A reinvenção do futebol brasileiro passa por uma reinvenção política. Há muitos anos os times europeus entenderam que seu trabalho de base deveria ser diferente, as categorias inferiores do futebol servem de escola para que se aprenda como jogar e não como ganhar. A competitividade exagerada tomou conta do Brasil e garotos de nove anos, no infantil, já entram no tapa pra ganhar um campeonato. Fico pensando que nossas escolas são também um pouco assim. Ninguém se pergunta que cidadão queremos formar, o que queremos ensinar? Desejamos apenas um resultado maravilhoso lá na ponta, seja um notão no Enem, seja um título da seleção. E assim vamos vivendo numa lógica invertida. Não é porque a cidade tem uma boa mobilidade urbana, saneamento básico, bons estádios, que se faz uma Copa do mundo ali. Mas já que vai ter uma Copa arruma um esquema com um monte de empreiteiras e enche esse lugar de obra pra parecer que a vida vai ficar melhor.

Mudar isso não é tarefa fácil, buscar o fim dos velhos métodos políticos viciados é algo que requer grande esforço e leva tempo.
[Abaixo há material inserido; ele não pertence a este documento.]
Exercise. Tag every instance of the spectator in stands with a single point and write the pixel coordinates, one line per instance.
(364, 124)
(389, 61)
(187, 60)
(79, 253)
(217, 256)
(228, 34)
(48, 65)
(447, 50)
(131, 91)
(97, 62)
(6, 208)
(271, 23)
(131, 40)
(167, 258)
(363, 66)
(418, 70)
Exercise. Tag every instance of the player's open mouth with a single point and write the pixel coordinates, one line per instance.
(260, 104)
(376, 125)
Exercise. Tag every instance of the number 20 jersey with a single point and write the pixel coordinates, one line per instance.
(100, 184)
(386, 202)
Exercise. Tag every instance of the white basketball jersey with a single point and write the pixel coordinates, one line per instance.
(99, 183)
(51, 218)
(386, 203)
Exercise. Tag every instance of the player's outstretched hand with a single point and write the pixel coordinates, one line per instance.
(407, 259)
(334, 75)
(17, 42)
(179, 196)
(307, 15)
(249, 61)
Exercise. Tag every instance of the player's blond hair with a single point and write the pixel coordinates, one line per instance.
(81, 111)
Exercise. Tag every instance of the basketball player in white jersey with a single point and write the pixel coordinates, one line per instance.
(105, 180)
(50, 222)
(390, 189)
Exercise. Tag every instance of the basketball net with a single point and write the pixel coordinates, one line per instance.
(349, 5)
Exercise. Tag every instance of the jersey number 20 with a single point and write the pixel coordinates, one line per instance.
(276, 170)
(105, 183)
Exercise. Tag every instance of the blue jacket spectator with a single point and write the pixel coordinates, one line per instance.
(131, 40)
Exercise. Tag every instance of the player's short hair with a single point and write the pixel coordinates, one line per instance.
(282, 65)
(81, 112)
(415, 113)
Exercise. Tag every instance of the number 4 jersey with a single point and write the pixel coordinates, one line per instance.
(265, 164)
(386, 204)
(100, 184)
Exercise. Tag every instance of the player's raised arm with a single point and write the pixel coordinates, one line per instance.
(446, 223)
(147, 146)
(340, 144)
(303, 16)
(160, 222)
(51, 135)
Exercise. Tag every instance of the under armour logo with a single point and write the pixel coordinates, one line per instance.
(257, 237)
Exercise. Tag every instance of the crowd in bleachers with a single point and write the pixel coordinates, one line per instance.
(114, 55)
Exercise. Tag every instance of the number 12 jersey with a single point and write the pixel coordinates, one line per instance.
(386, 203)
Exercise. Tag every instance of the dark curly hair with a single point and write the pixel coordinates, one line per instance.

Há 20 anos também estamos aprendendo a lidar com a democracia e temos visto o quão repressora ela pode ser e o quanto ela precisa de nossa participação diária. A mudança do futebol deve passar por uma profunda transformação da CBF. Hoje a entidade vive como um cafetão, vendendo a seleção feito uma puta. Riquíssimo, pois a puta teve seus dias de glória, conserva a fama e ainda dá um caldo, o cafetão deixa o campeonato brasileiro, os regionais, as categorias de base e o futebol feminino viverem à mingua, como se não fizessem parte da construção mitológica e lógica do que é o futebol. José Maria Marin, presidente da confederação, era um político da ARENA em plena ditadura militar, um daqueles governadores biônicos de São Paulo, um sujeito que não me provoca nenhuma simpatia, fico feliz de estar na conta dele esses 7 x 1. Precisamos afastar a CBF, e o futebol como um todo, dessas alas mais conservadoras e reacionárias do país. Chega de máfia, por favor!
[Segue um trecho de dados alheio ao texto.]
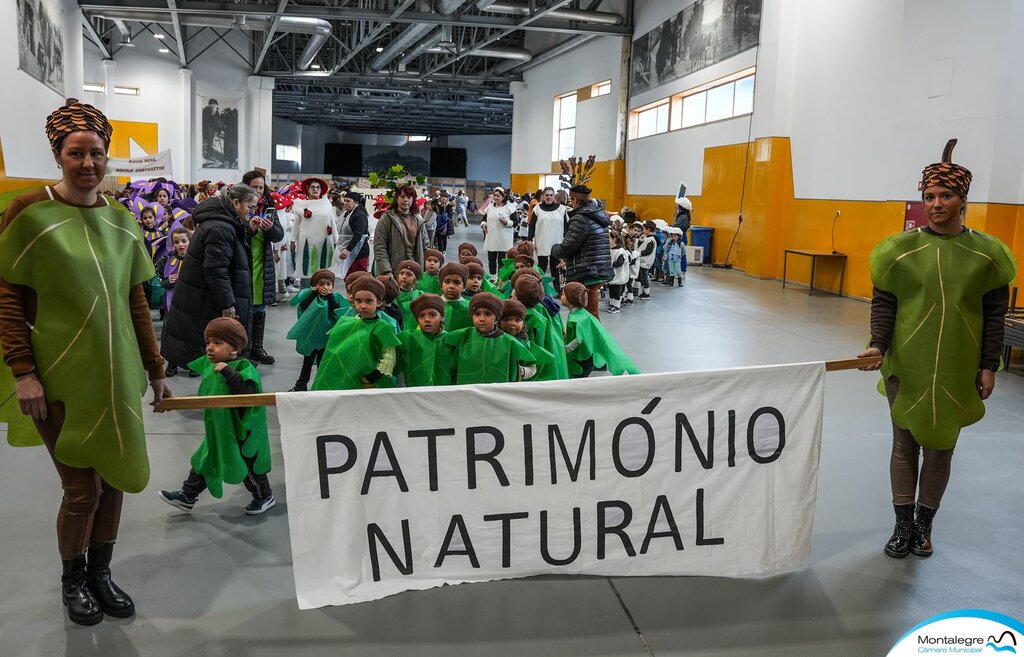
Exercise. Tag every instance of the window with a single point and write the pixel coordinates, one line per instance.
(287, 152)
(723, 98)
(564, 126)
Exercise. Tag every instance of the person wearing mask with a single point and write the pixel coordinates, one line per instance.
(264, 229)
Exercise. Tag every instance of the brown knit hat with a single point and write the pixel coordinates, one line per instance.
(76, 117)
(513, 308)
(576, 294)
(474, 269)
(528, 291)
(946, 174)
(454, 269)
(391, 289)
(322, 274)
(350, 278)
(367, 283)
(228, 330)
(525, 248)
(425, 302)
(485, 300)
(413, 266)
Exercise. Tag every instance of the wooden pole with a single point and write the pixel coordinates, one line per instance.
(270, 399)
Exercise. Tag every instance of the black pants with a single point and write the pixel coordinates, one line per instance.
(307, 366)
(258, 485)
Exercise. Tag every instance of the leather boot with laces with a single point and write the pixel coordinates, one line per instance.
(899, 543)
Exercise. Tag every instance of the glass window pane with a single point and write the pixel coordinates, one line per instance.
(566, 112)
(566, 143)
(720, 102)
(744, 96)
(693, 110)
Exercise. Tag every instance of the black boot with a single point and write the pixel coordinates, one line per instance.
(921, 544)
(83, 608)
(256, 350)
(899, 543)
(114, 601)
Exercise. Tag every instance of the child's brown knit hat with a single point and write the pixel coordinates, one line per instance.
(228, 330)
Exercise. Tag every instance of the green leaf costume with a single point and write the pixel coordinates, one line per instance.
(309, 333)
(596, 343)
(406, 297)
(230, 433)
(457, 314)
(480, 359)
(430, 283)
(425, 359)
(82, 262)
(353, 348)
(546, 332)
(938, 281)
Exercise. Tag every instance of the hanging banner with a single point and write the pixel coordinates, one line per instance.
(144, 167)
(707, 473)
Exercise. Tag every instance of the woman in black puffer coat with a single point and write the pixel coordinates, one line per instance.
(216, 276)
(585, 247)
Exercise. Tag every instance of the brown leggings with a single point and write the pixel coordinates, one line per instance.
(903, 466)
(90, 511)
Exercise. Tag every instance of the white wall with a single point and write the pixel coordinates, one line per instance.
(532, 115)
(868, 91)
(27, 101)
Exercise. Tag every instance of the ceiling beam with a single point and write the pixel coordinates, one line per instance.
(267, 39)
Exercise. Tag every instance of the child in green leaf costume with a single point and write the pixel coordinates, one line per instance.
(484, 353)
(360, 351)
(513, 322)
(454, 276)
(425, 359)
(431, 282)
(589, 346)
(410, 273)
(940, 296)
(318, 308)
(542, 330)
(236, 448)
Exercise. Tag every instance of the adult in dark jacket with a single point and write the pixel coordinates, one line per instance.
(264, 229)
(585, 248)
(215, 278)
(358, 225)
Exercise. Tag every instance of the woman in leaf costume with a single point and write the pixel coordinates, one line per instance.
(72, 267)
(937, 310)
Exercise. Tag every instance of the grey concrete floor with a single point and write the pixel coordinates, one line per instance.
(218, 582)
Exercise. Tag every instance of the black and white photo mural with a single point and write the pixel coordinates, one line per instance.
(40, 42)
(705, 33)
(219, 126)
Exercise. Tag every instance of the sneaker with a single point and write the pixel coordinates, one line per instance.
(257, 507)
(178, 499)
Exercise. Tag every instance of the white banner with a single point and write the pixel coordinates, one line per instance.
(709, 473)
(144, 167)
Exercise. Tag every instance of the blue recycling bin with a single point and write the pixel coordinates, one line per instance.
(701, 236)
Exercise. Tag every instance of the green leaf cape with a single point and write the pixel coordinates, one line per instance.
(353, 348)
(230, 433)
(480, 359)
(82, 262)
(596, 343)
(938, 281)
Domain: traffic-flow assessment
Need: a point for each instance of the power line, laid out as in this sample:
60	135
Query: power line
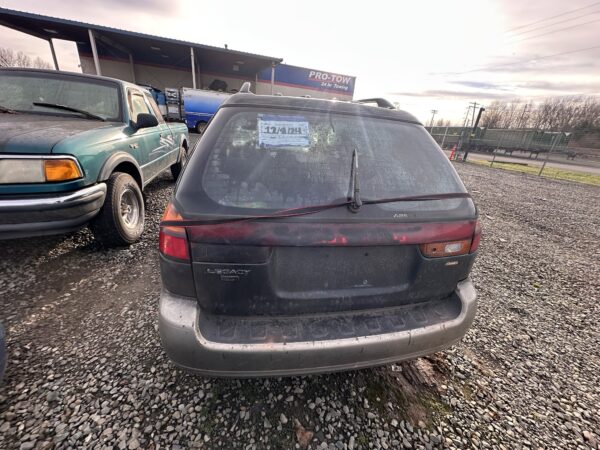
555	23
520	61
556	31
552	17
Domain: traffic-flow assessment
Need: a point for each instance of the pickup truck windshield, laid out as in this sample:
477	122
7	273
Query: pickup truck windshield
20	92
288	159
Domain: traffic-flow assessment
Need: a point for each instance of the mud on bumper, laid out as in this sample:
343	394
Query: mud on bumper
279	346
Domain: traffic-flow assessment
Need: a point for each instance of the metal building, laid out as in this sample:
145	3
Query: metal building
141	58
164	62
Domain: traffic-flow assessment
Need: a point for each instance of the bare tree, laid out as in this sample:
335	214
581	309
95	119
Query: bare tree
551	114
8	58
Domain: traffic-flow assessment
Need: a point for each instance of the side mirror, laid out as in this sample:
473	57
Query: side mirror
145	120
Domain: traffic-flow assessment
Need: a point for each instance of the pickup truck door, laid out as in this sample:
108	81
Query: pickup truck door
155	145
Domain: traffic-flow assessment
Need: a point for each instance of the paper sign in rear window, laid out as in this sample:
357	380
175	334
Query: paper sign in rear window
282	131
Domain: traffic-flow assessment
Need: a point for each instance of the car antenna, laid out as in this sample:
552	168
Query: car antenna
355	201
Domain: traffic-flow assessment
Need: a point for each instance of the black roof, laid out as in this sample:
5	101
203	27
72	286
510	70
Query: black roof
67	73
145	48
320	105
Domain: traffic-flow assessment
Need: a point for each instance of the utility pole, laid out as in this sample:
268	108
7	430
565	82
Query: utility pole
474	106
474	130
462	131
433	113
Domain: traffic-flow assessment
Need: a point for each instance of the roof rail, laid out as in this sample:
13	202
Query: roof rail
245	89
381	102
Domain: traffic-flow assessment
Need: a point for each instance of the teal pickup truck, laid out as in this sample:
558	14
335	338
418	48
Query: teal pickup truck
78	149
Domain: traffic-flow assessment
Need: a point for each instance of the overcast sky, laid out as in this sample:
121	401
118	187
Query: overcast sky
425	55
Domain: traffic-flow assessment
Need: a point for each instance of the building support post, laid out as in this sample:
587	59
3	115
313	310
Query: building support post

As derrotas expõem todas as feridas e é preciso senti-las na carne. Fiquei até o fim no Mineirão e sei que contarei esse dia trágico para meus filhos e netos. No final o atacante Müller voltou a campo com um prato de feijão tropeiro, se divertiu com sua torcida, jantaram a gente. O maior campeão da história das Copas segue sem um título em casa. A maior perdedora de finais de Copa avança para sua oitava decisão. O futebol é só um jogo, com muitas metáforas sobre a vida, se soubermos lê-lo talvez ele sirva pra repensarmos o país. Uma derrota é só uma derrota, mas essa ferida vai demorar pra fechar. Ninguém morreu, mas a bala tá ali alojada, em toda noite fria ela vai doer.

Domingos Guimaraens é doutor em literatura brasileira, professor da PUC-Rio, integrante do OPAVIVARÁ! e colunista do ORNITORRINCO.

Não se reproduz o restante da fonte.